Oleh: Fariz Fadhillah 02 Januari 2018 | 10:52 WIB
Dari kiri: Direktur PHI Bambang Manumayoso, President & General Manager TEPI Arividya Noviyanto, Kepala SKK Migas Amien Suryanadi, Direktur Hulu Pertamina Syamsu Alam, Deputi Perencanaan SKK Migas Jaffee Arizon Suardin /Bisnis.com-Fariz Fadhillah

BALIKPAPAN - Awal Januari 2018 ini menjadi babak baru pengelolaan Blok Mahakam. Setelah 50 tahun dikelola oleh Total E&P Indonesie (TEPI), malam tahun baru 2018 lalu menjadi saksi sejarah serah terima alih kelola Wilayah Kerja (WK) Mahakam dari TEPI ke Pertamina.

Alih kelola tersebut berlangsung mulus. Pengelolaan dilaksanakan dengan tetap menjaga produksi WK Mahakam yang telah melewati masa puncak produksi reservoirnya pada periode 2003-2009, mengontrol biaya operasi. 

“Sebagai komitmen menjaga kesinambungan operasi dan produksi, sampai hari ini kami telah menuntaskan pengeboran 14 sumur dan akan menyelesaikan sumur ke 15 dalam beberapa hari ke depan, ditargetkan dari Juni hingga Desember 2017; transfer pekerja TEPI menjadi pekerja PHM telah mencapai 98,23 persen; melakukan penyesuaian kontrak kerja untuk 530 kontrak eksisting dengan pihak ketiga dengan nilai USD 1,27 miliar untuk menjaga kesinambungan kegiatan produksi di Blok Mahakam," ungkap Direktur Hulu Pertamina Syamsu Alam.

Upaya pengeboran yang telah dilakukan Pertamina berhasil dilakukan dengan menekan biaya pengeboran sumur hingga lebih efisien 23% terhadap anggaran, mencatat waktu pengeboran lebih cepat hingga 25%, mendapatkan potensi penambangan cadangan hingga 120% serta memperoleh penambahan ketebalan reservoir sebesar 115%.

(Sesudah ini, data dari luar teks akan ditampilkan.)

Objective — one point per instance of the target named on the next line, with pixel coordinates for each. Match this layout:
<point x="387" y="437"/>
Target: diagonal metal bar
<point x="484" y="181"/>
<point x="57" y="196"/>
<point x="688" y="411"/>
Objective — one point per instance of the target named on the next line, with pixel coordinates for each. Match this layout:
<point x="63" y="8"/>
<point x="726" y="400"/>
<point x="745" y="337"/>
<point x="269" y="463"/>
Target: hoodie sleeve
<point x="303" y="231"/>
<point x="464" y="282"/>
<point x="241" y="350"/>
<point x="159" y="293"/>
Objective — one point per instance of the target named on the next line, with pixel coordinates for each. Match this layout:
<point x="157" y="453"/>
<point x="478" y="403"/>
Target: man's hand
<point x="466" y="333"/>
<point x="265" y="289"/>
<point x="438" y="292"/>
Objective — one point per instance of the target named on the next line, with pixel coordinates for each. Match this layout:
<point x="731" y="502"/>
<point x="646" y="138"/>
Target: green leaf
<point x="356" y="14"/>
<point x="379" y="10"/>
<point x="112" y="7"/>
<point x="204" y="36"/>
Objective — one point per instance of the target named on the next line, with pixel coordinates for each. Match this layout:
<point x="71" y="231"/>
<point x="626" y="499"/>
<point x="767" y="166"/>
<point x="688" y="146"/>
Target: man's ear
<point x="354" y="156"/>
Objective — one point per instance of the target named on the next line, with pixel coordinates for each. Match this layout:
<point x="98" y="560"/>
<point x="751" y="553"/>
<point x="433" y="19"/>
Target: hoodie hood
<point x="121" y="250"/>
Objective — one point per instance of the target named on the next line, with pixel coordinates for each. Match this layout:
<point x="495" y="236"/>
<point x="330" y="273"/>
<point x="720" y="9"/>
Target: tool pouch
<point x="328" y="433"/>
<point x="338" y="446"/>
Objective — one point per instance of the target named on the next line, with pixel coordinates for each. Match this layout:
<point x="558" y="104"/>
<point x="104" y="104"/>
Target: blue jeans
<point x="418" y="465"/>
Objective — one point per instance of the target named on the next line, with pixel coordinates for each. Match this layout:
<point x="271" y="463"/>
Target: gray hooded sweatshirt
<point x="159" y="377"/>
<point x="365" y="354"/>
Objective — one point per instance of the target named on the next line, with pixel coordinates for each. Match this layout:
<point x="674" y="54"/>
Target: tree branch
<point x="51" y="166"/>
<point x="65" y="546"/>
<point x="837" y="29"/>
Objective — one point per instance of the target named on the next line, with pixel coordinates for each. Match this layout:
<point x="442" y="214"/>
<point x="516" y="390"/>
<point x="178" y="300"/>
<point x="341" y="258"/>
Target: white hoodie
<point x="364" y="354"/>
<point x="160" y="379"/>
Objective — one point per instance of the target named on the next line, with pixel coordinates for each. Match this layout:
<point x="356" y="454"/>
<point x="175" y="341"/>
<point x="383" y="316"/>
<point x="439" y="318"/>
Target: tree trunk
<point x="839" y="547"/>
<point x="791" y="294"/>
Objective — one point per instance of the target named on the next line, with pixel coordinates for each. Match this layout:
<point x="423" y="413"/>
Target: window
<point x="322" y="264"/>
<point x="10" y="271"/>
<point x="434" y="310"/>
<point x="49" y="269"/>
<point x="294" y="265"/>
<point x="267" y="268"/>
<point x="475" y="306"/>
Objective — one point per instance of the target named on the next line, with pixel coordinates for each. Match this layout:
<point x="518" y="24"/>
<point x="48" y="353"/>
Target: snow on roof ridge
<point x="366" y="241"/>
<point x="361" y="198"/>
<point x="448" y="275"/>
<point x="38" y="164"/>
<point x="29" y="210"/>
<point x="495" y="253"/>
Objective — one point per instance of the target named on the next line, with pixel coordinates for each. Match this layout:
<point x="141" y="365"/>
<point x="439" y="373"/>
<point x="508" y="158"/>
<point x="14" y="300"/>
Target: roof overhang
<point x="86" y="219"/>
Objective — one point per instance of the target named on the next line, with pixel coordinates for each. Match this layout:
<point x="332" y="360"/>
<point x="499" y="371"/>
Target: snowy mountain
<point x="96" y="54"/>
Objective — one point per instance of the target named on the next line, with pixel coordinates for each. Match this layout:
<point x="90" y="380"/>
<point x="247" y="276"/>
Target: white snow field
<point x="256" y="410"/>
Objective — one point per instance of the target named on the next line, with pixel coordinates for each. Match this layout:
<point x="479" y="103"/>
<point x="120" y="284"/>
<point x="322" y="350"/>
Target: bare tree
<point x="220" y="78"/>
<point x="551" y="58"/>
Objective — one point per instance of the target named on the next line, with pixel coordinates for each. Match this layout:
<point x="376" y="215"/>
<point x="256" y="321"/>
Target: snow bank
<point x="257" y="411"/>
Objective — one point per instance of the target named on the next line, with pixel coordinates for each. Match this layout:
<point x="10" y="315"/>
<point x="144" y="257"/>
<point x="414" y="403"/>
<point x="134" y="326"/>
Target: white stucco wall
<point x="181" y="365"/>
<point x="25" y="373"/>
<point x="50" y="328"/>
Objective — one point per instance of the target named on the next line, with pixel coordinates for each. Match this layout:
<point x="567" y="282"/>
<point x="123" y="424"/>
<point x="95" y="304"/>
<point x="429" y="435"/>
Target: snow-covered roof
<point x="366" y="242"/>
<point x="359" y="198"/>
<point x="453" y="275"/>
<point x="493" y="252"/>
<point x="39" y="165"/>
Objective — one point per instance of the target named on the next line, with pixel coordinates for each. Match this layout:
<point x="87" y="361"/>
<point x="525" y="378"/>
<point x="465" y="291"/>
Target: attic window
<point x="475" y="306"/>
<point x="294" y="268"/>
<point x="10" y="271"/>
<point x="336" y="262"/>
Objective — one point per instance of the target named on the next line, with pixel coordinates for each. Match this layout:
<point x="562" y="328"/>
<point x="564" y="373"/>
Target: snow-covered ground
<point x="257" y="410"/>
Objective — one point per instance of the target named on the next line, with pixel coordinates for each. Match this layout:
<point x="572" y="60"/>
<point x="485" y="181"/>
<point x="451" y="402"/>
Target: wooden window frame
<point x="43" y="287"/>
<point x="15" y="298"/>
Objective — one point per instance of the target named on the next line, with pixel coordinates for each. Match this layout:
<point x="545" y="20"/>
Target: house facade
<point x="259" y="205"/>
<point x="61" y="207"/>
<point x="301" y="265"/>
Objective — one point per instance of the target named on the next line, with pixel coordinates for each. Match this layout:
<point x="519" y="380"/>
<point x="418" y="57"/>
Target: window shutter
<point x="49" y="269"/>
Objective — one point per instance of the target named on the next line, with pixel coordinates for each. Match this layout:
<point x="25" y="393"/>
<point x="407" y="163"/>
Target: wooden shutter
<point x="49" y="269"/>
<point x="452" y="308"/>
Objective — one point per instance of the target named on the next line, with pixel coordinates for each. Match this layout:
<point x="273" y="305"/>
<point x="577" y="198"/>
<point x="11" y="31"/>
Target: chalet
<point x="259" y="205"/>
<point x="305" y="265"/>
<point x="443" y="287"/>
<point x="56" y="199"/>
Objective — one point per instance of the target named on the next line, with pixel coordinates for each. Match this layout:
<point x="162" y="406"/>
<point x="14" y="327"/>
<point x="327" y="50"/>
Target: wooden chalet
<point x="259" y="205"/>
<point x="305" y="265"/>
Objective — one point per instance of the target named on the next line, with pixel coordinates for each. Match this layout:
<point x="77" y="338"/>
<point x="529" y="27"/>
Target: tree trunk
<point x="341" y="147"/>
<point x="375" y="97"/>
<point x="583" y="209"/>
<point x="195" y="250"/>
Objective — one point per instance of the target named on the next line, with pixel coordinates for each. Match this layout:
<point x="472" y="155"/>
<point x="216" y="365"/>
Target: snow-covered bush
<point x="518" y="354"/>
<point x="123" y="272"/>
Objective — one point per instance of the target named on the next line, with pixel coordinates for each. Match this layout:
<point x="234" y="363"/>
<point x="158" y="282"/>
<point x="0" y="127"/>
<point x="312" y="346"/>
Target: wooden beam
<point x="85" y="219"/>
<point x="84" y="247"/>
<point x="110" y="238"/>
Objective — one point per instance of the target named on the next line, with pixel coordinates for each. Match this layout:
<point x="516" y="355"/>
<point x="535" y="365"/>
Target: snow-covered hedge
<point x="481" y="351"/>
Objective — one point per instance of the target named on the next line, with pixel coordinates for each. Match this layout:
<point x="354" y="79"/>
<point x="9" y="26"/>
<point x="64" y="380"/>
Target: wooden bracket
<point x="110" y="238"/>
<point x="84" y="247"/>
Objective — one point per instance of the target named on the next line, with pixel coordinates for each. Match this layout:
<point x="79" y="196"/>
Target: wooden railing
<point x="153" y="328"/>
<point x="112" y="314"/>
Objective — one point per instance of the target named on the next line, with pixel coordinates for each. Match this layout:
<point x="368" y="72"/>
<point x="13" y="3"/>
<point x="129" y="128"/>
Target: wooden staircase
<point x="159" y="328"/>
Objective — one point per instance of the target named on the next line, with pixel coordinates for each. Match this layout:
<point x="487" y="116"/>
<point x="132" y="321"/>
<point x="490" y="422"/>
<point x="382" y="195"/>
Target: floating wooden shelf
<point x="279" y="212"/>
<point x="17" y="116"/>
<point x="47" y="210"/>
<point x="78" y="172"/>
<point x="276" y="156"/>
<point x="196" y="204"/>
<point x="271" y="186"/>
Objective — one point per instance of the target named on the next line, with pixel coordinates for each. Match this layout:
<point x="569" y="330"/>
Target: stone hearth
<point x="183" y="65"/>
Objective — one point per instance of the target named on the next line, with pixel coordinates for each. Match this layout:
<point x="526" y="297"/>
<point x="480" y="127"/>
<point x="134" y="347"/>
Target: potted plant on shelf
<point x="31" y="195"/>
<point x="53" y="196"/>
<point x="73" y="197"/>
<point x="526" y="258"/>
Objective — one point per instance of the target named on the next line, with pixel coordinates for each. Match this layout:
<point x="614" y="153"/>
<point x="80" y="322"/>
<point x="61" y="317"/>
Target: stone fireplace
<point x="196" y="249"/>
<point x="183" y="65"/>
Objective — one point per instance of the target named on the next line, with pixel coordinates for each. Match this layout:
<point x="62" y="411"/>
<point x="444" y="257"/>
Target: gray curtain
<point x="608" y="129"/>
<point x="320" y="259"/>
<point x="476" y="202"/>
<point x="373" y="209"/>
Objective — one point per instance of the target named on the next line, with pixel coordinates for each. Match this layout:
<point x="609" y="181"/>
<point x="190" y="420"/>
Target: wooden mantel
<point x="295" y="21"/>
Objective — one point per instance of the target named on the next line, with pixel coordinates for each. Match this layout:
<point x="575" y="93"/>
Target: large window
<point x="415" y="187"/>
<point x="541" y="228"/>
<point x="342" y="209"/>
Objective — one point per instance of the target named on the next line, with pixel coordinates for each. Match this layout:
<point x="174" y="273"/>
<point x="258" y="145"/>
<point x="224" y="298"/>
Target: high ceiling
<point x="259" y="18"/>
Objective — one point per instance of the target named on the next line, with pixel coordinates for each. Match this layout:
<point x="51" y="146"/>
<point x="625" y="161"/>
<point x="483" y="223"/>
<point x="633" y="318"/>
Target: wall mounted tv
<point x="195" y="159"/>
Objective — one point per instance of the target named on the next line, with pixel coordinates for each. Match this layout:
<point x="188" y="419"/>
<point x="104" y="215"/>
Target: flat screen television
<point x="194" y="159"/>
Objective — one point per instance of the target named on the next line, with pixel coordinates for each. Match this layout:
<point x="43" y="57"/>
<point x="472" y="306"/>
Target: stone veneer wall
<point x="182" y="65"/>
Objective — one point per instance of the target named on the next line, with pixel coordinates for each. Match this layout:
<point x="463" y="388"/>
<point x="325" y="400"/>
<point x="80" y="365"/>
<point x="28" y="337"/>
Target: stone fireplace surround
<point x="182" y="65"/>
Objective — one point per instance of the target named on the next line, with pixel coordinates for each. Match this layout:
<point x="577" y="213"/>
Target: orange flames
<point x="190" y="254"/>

Komitmen penuh Pertamina untuk kesinambungan produksi di wilayah kerja juga dibuktikan dengan anggaran yang dikucurkan pada 2018 yang lebih dari US$1,7 miliar untuk kegiatan eksplorasi, pengembangan dan produksi.

Berdasarkan data SKK Migas, per November 2017, WK Mahakam berproduksi minyak dan kondensat sebesar 52 ribu barel minyak per hari dan 1.360 juta kaki kubik gas bumi per hari. Potensi di Blok Mahakam  masih cukup menjanjikan. Cadangan terbukti per 1 Januari 2016 sebesar 4,9 TCF gas, 57 juta barel minyak dan 45 juta barel kondensat.

Pengelolaan WK Mahakam oleh Pertamina, menjadikan Pertamina sebagai penyumbang lebih dari 30% produksi minyak dan gas nasional pada 2018.

Terkait produksi migas dan kondensat 2017, Bambang Manumayoso Direktur Pertamina Hulu Indonesia (PHI) tak menampik jika kondisi Blok Mahakam saat ini kini bisa dibilang sedang terpuruk. “Karena potensi migas secara umum dari reservoir yang sudah sepuh kurang begitu menjanjikan,” ujarnya.

Fase produksi yang turun itu, sebutnya, menjadi tantangan yang tidak mudah. Selain sudah sepuh, pertaruhan yang cukup besar mengingat reservoir atau tempat cadangan migas kebanyakan di area rawa-rawa atau swamp sampai ke area South Mahakam reservoir terputus putus atau terbagi-bagi.

Dengan harga minyak USD 55 dolar per barel pihaknya mencoba solusi keekonomian tak hanya mengandalkan satu field, melainkan 5-6 field ke depan. “Untuk itu mesti cepat menemukan titik-titik pengeboran yang baru,” sebutnya. 

Persetujuan Program Kerja dan Anggaran (WP&B) 2018 oleh SKK Migas menargetkan produksi PHM 42,01 ribu barel minyak per hari dan 916 mmscf gas per hari. Angka tersebut dapat dicapai dengan pengeboran sumur pengembangan sebanyak 69 sumur, 132 workover sumur, 5.623 perbaikan sumur serta POFD 5 lapangan migas di WK Mahakam.